Meg Medina’s new book, Yaqui Delgado Wants to Kick Your Ass (Candlewick, March 2013), is based on her experiences growing up as the daughter of Cuban immigrants living in Queens, N.Y. She reflects on being bullied: “Years ago, when I was in school, a girl in a rabbit fur jacket cornered me in the schoolyard and announced that one of our school bullies, Jackie, was going to beat me up. What I remember most from that time was loneliness and all the risky choices I made as I embarked on the search for a tough girl shell that could withstand any attack. But as I struggled against the dread of being in school, I became someone else entirely. I hid every talent and interest I had in the hope of appearing fierce and untouchable to Jackie and the rest of the world. It was a struggle to find my identity and inner strength—as a student, as a young woman, as a Latina. I was in a fight for my dignity.”

Authors also bring personal connections to Cornered: 14 Stories of Bullying and Defiance, edited by Rhoda Belleza (Running Press, July), a collection of short fiction by such authors as Kristen Miller and Jennifer Brown. In the anthology Dear Bully, edited by Megan Kelley Hall and Carrie Jones (HarperCollins, 2011), 70 authors share their personal stories about bullying—from the point of view of victim, perpetrator, or bystander. The book was the brainchild of Kelley and Jones, who had started a Facebook group for authors wishing to connect in the wake of the 2010 suicide of high school student Phoebe Prince in South Hadley, Mass. The group grew to thousands of members in only a few weeks. Dear Bully's release tied into last year's National Bullying Prevention Month, and marketing efforts included a YouTube playlist featuring q&as between readers and authors, a video of authors delivering a Dear Bully message, and various social meida campaigns. A portion of the proceeds are being donated to Stomp Out Bullying.

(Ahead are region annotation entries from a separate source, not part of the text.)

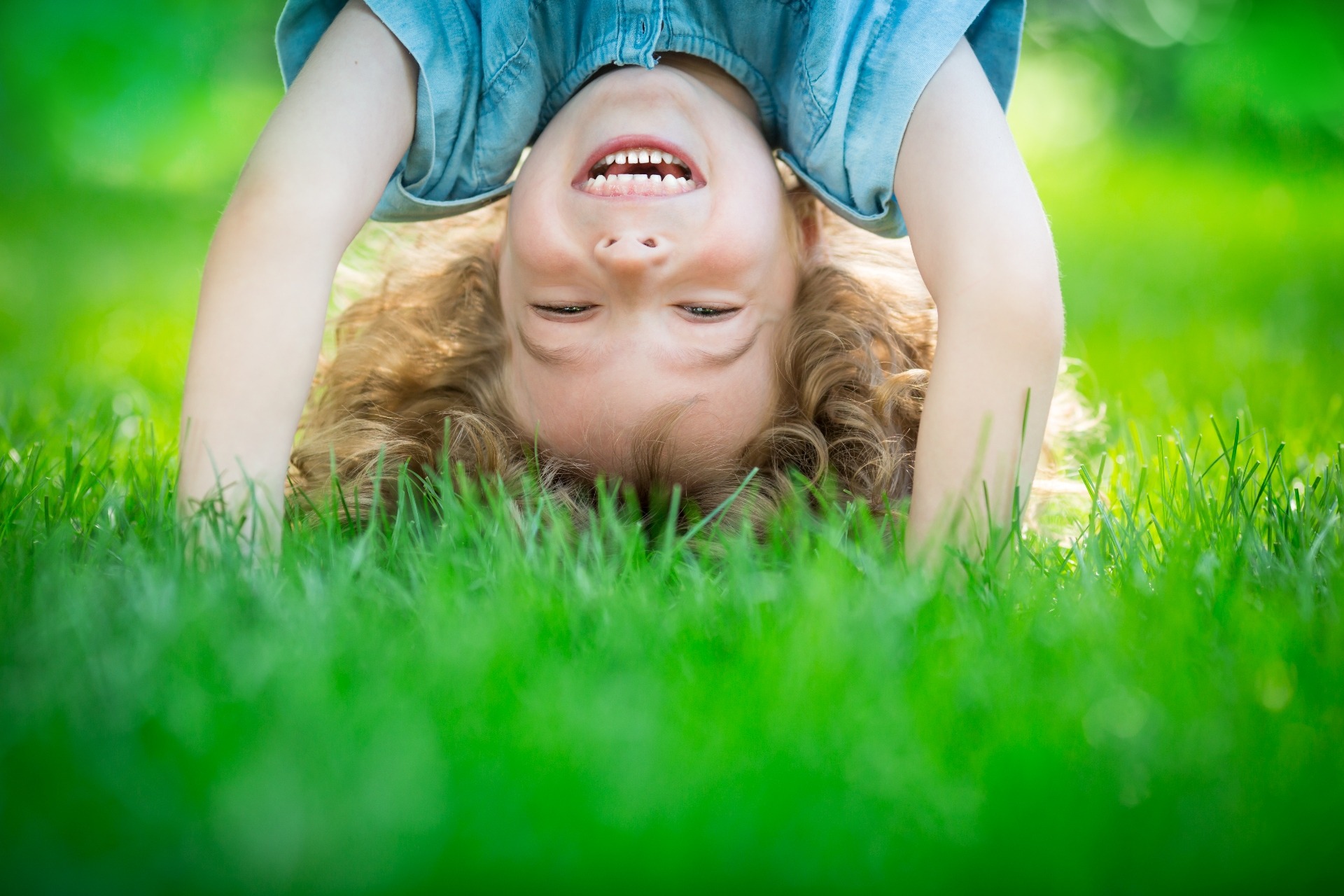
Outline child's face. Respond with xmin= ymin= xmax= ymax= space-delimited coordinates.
xmin=498 ymin=64 xmax=798 ymax=477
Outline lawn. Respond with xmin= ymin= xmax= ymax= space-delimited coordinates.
xmin=0 ymin=4 xmax=1344 ymax=893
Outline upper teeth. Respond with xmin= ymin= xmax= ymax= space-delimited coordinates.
xmin=583 ymin=174 xmax=696 ymax=196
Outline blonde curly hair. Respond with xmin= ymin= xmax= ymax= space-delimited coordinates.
xmin=290 ymin=190 xmax=1082 ymax=519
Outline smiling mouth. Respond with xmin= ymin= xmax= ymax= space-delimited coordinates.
xmin=575 ymin=145 xmax=700 ymax=196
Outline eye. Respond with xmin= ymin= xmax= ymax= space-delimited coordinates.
xmin=681 ymin=305 xmax=738 ymax=321
xmin=532 ymin=305 xmax=593 ymax=317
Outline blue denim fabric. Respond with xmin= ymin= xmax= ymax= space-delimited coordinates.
xmin=276 ymin=0 xmax=1026 ymax=237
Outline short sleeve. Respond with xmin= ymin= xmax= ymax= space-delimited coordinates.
xmin=780 ymin=0 xmax=1026 ymax=237
xmin=276 ymin=0 xmax=510 ymax=222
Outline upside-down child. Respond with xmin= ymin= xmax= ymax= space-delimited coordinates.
xmin=178 ymin=0 xmax=1063 ymax=550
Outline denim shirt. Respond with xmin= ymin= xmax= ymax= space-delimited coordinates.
xmin=276 ymin=0 xmax=1026 ymax=237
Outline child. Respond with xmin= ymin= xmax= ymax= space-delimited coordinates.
xmin=178 ymin=0 xmax=1063 ymax=550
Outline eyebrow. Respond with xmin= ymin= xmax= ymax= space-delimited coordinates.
xmin=688 ymin=326 xmax=761 ymax=367
xmin=513 ymin=326 xmax=587 ymax=367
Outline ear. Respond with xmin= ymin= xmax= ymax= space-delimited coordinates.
xmin=789 ymin=188 xmax=827 ymax=262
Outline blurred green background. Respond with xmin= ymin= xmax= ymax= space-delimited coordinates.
xmin=0 ymin=0 xmax=1344 ymax=450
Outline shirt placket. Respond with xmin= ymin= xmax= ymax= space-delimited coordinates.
xmin=618 ymin=0 xmax=664 ymax=67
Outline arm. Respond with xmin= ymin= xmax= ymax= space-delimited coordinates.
xmin=177 ymin=0 xmax=416 ymax=544
xmin=894 ymin=41 xmax=1065 ymax=555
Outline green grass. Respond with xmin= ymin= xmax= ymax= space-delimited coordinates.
xmin=0 ymin=414 xmax=1344 ymax=892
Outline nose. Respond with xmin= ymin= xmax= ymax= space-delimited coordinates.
xmin=593 ymin=234 xmax=672 ymax=278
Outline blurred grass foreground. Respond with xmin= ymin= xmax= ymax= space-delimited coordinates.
xmin=0 ymin=0 xmax=1344 ymax=892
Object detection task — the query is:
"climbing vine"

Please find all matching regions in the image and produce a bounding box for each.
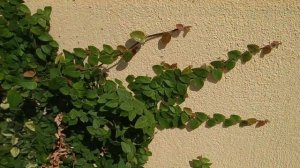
[0,0,280,168]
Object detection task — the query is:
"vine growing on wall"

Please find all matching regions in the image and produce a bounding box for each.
[0,0,280,168]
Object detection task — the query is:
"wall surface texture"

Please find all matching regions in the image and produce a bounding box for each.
[26,0,300,168]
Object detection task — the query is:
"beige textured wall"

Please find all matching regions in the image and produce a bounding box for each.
[26,0,300,168]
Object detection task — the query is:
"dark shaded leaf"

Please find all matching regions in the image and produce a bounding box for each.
[7,90,23,108]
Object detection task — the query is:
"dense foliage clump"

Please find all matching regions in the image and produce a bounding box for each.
[0,0,279,168]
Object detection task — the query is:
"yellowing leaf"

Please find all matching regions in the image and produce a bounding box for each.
[54,53,65,64]
[23,70,36,78]
[10,147,20,157]
[25,121,35,131]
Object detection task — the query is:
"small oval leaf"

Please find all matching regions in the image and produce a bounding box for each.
[10,147,20,158]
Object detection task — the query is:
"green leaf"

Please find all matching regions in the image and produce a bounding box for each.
[135,76,151,84]
[180,112,190,124]
[10,147,20,158]
[206,118,217,128]
[0,28,14,38]
[176,82,187,95]
[223,119,236,128]
[210,60,224,69]
[123,51,133,62]
[192,68,208,78]
[105,100,119,108]
[247,44,260,55]
[130,31,146,44]
[63,65,81,78]
[227,50,242,61]
[41,45,52,55]
[30,26,43,35]
[19,4,30,14]
[35,48,46,61]
[19,80,37,90]
[120,101,133,111]
[160,32,172,45]
[38,18,47,28]
[190,78,204,91]
[121,142,132,153]
[73,48,86,58]
[213,113,225,124]
[195,112,208,123]
[86,90,98,99]
[25,121,35,132]
[152,65,164,75]
[188,119,201,130]
[181,66,193,75]
[38,33,53,41]
[241,51,252,63]
[88,46,100,66]
[7,90,23,108]
[134,116,149,128]
[211,69,222,81]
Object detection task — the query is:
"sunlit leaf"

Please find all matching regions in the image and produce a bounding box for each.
[10,147,20,158]
[247,44,260,55]
[23,70,36,78]
[25,121,35,132]
[123,51,133,62]
[211,69,222,81]
[160,32,171,45]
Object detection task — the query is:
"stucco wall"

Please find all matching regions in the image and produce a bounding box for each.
[26,0,300,168]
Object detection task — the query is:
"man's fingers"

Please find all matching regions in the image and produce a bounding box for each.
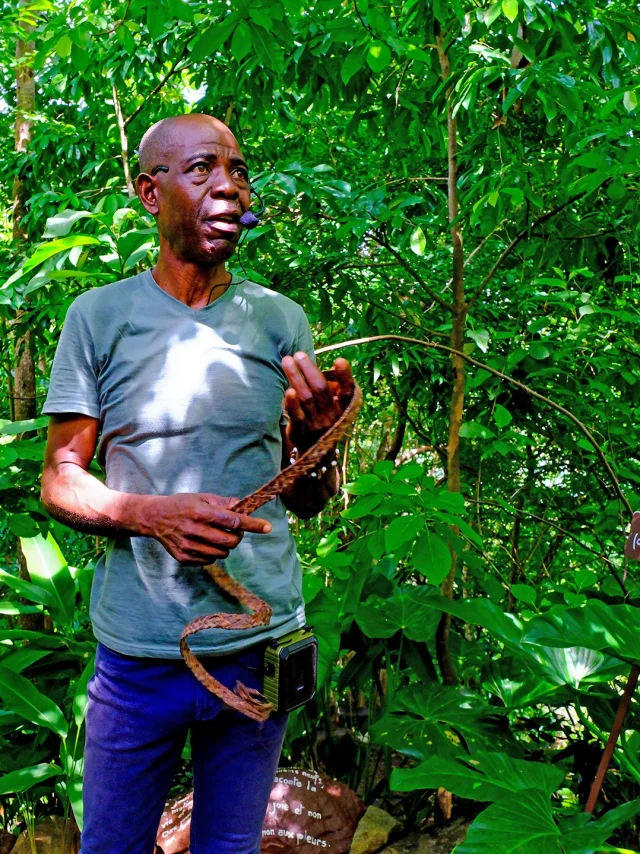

Heather Brewer (The Chronicles of Vladimir Tod series, Dutton), who contributed to Dear Bully, has long been outspoken on the issue. “I was terribly bullied as a child, from kindergarten through senior year and beyond,” she says. “My saving grace was the library. I could disappear into a book and feel better. Books saved my life.” When she got a bit older, Brewer found that the bullying became a catalyst for beginning her writing career. “I wrote as a way to feel better about myself,” she recalls, “and I realized I could create worlds that readers could disappear into the way I did.”

In addition to energizing her creative outlet, Brewer’s passion as an anti-bullying advocate continues to manifest itself in activism. She is a dynamic public speaker on the topic and has organized an anti-bullying author conference for October 19, 2013, called Less Than Three (<3), inspired by the emoticon—a “less than” symbol and the number three—that forms a heart, meaning love. Plans are for 16 YA authors, including Brewer, A.S. King, David Levithan, Ellen Hopkins, and Susane Colasanti, to take part.

According to Silverman, books can help in the battle against bullying, but they aren’t a cure-all. “There’s no instant button you can press, and not any one book that will do the trick,” she says. “There has to be an accountability piece," she says. “We all have to commit to this: how am I going to process the information and do something different based on what I’ve read? If a book doesn’t spur specific accountability and action, then it’s not an effective tool—it’s just another good read.”